Of course no one wants to be seen as a currency manipulator (especially when you’ve just gained inclusion into the IMFs SDR basket), so the goal for the PBoC has been to keep the yuan steady against the dollar but allow it to depreciate against a trade-weighted basket.

That’s worked out well since March when, in the wake of the so-called “Shanghai Accord”, Janet Yellen appears to have begrudgingly agreed to keep the Fed on hold (and thus keep the dollar relatively weak) in the interest of global financial stability. Have a look at the trade-weighted basket:

(Chart: Bloomberg)

So that’s actually back to around early 2014 levels but have a look at the following which shows the complex calculus that goes into keeping it that way if the dollar starts appreciating against other currencies:

(Chart: Deutsche Bank)

As you can see, if the USD jumps even 5% against its global counterparts, the CNY will have to dive ~%15 against the dollar just to keep the trade-weighted basket “stable.” You can begin to see why this has become so damn complicated for everyone involved.

But the effort to keep a lid on dollar strength is becoming strained as “data-dependent” excuses for holding off on another rate hike are diminishing by the day. With the US economy close to full employment, it won’t be long before the only excuse for not hiking rates in the Eccles Building is “international financial concerns.”

So when you look at the first chart above and ask yourself what gives, consider this chart:

So that’s over the same period. Exactly what was portended in the Deutsche Bank diagram shown above is playing out.

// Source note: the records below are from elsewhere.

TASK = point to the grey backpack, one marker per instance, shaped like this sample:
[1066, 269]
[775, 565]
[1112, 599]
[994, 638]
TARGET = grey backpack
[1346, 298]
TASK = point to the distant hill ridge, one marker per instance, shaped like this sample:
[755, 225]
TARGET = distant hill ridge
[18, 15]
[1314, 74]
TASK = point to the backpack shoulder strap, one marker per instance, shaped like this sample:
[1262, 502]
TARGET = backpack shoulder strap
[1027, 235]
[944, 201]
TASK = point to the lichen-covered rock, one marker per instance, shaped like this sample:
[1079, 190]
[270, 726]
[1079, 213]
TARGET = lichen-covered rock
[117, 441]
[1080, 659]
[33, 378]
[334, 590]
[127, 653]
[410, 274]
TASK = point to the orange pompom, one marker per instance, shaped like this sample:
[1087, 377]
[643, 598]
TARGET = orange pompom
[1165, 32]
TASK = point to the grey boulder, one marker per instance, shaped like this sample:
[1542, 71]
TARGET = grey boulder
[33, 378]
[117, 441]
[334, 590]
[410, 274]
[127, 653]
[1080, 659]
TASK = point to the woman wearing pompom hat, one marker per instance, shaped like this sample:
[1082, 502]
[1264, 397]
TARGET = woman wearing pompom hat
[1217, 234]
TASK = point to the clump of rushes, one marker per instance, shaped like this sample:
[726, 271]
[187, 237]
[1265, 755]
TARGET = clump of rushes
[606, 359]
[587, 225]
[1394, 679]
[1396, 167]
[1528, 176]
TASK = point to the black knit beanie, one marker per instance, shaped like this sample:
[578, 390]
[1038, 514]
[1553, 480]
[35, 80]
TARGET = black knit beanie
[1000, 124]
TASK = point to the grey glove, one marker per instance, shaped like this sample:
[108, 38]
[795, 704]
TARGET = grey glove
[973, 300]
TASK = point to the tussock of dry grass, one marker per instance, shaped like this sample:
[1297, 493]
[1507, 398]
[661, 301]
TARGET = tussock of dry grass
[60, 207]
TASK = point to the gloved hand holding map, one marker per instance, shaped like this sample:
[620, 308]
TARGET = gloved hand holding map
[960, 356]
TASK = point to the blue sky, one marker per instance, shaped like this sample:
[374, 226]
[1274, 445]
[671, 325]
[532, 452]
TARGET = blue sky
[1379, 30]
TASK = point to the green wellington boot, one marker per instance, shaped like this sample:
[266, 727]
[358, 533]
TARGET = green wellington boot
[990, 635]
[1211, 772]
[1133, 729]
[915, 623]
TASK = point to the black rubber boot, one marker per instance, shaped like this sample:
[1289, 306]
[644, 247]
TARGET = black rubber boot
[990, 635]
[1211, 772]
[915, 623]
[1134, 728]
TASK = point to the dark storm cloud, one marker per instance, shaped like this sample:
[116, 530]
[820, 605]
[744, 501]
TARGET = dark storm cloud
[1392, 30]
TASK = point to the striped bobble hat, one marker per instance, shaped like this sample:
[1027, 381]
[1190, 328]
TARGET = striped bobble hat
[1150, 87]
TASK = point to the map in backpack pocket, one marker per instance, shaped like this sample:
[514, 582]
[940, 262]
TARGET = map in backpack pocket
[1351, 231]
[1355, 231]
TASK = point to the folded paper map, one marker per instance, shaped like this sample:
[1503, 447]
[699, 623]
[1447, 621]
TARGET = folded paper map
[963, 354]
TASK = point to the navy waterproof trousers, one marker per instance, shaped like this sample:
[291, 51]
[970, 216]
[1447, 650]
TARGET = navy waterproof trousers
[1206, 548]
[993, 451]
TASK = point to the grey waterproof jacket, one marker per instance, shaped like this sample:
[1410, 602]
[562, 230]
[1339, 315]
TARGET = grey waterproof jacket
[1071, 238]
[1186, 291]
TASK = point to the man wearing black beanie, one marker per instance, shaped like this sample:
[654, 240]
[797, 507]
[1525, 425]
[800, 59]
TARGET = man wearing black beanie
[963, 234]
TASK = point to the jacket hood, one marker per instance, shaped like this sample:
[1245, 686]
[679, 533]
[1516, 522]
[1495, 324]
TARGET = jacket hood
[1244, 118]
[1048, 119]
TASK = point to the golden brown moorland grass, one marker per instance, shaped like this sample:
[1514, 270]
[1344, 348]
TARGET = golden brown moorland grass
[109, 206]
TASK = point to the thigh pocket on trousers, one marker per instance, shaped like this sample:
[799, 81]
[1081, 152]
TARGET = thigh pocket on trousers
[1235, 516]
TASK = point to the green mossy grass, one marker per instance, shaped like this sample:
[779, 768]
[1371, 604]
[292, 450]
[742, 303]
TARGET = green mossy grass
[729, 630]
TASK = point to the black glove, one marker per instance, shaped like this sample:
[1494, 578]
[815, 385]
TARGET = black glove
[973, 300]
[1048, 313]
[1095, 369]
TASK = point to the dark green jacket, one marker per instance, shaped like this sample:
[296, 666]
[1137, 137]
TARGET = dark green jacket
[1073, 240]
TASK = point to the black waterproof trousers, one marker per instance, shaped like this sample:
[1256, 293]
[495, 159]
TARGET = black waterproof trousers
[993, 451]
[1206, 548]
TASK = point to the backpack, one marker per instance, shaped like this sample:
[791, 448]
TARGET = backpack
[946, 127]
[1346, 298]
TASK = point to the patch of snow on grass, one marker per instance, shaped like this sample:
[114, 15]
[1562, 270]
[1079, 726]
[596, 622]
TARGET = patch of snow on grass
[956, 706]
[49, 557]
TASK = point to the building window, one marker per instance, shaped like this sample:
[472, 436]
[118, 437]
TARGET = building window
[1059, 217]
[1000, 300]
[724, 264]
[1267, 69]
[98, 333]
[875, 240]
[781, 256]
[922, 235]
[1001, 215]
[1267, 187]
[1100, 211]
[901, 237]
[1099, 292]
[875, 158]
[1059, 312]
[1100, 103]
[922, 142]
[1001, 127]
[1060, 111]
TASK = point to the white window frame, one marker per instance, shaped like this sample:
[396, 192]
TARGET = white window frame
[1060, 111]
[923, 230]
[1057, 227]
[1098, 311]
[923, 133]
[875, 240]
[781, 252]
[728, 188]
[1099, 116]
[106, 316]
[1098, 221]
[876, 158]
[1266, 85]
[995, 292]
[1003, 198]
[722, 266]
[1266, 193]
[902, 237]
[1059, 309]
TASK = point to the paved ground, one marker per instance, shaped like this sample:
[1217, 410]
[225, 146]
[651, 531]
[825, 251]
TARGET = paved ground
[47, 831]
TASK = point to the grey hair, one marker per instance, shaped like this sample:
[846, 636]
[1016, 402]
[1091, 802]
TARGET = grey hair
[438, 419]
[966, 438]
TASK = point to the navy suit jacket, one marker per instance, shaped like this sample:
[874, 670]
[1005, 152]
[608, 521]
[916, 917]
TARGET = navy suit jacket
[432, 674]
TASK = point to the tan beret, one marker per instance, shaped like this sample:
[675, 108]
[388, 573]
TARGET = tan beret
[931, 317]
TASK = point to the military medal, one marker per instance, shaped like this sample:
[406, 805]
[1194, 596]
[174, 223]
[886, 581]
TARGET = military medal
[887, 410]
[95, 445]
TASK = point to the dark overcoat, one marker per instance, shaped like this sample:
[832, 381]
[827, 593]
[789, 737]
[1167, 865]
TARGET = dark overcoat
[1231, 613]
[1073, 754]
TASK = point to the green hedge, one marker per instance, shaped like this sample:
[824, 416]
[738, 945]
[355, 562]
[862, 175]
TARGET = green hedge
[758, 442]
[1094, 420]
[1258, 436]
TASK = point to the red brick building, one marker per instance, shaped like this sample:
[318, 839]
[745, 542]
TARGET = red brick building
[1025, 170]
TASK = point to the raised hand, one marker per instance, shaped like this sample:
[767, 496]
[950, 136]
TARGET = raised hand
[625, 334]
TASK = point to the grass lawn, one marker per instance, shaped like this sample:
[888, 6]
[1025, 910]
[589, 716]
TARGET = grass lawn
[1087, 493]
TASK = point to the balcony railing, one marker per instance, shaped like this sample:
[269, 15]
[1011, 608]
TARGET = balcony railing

As the broad dollar appreciates, China has to push back, setting the CNY fixing lower, or risk strengthening in the trade-weighted RMB which is in turn bad for the export-driven economy.


To round things out, here’s a bit of color from Citi:


“The sharp fall in export growth and trade surplus does raise concerns on whether the current weakness in the RMB exchange rate will continue. We believe it is still too premature to extrapolate one month data into a trend. Given China's trade surplus remains large so far this year, we don't believe the RMB exchange is overvalued much. In addition, the depreciation pressure of CNY will be gradually mitigated as the RMB is formally included in the SDR basket and China's bond market is open for foreign participation. In Sep, RMB appreciated by 0.1% against the USD, and the CEFTS index declined by 0.28%, amid a 0.6% depreciation in DXY index. The tightened capital control measures have lowered speculative capital outflow, and the RMB depreciation expectation has moderated somewhat. Meanwhile, the RMB's inclusion in the SDR currency basket and China's bond market opening for foreign institutional investors will potentially lead to renewed capital inflow. Despite the DXY surge led CNYUSD weakness in the first two weeks in October, we do not think the RMB will experience another bout of large depreciation. This, however, does not mean the authorities won't take the advantage of the opportunity to enhance the flexibility of the RMB exchange rate. We thus continue to maintain our forecast that the RMB exchange rate will trade at 6.75 by year end and at around 6.8 in 2017.”

(Chart: Citi)

Draw your own conclusions, but know this: the CNY is front and center in Janet Yellen’s mind.